Identification of Si and SiH in catalytic chemical vapor deposition of SiH4 by laser induced fluorescence spectroscopy

Abstract

Radical species produced in catalytic chemical vapor deposition (CVD), often called hot-wire CVD, processes were identified by using a laser induced fluorescence technique. Ground state Si atoms could be detected at low pressures where collisional processes in the gas phase could be ignored. The electronic temperature of Si atoms just after the formation on the catalyzer (tungsten) surfaces was 1320±490 K, when the catalyzer temperature was 2300 K. By the addition of 0.5 Pa of Ar, the electronic temperature was lowered down to 450±30 K. The absolute density of Si atoms was ${\text{3±1×10}}^9 {\mathrm{cm}}^{\text{−3}}$ at 10 cm below the catalyzer when the flow rate and the pressure of ${\mathrm{SiH}}_4$ were 0.5 sccm and 4 mPa, respectively. This density is just 0.3% of that of the parent ${\mathrm{SiH}}_4$ molecules.
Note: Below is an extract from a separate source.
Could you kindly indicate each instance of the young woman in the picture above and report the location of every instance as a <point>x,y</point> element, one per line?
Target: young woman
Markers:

However, since the decay rate of Si atoms is fast, it can be concluded that atomic silicon is one of the major products on the heated catalyzer surfaces. SiH radicals could also be detected, but the production rate of this species is two orders of magnitude less than that of Si atoms. It was also discovered that volatile ${\mathrm{SiH}}_4$ molecules are produced by the atomic hydrogen attack on the amorphous silicon deposited on the chamber walls.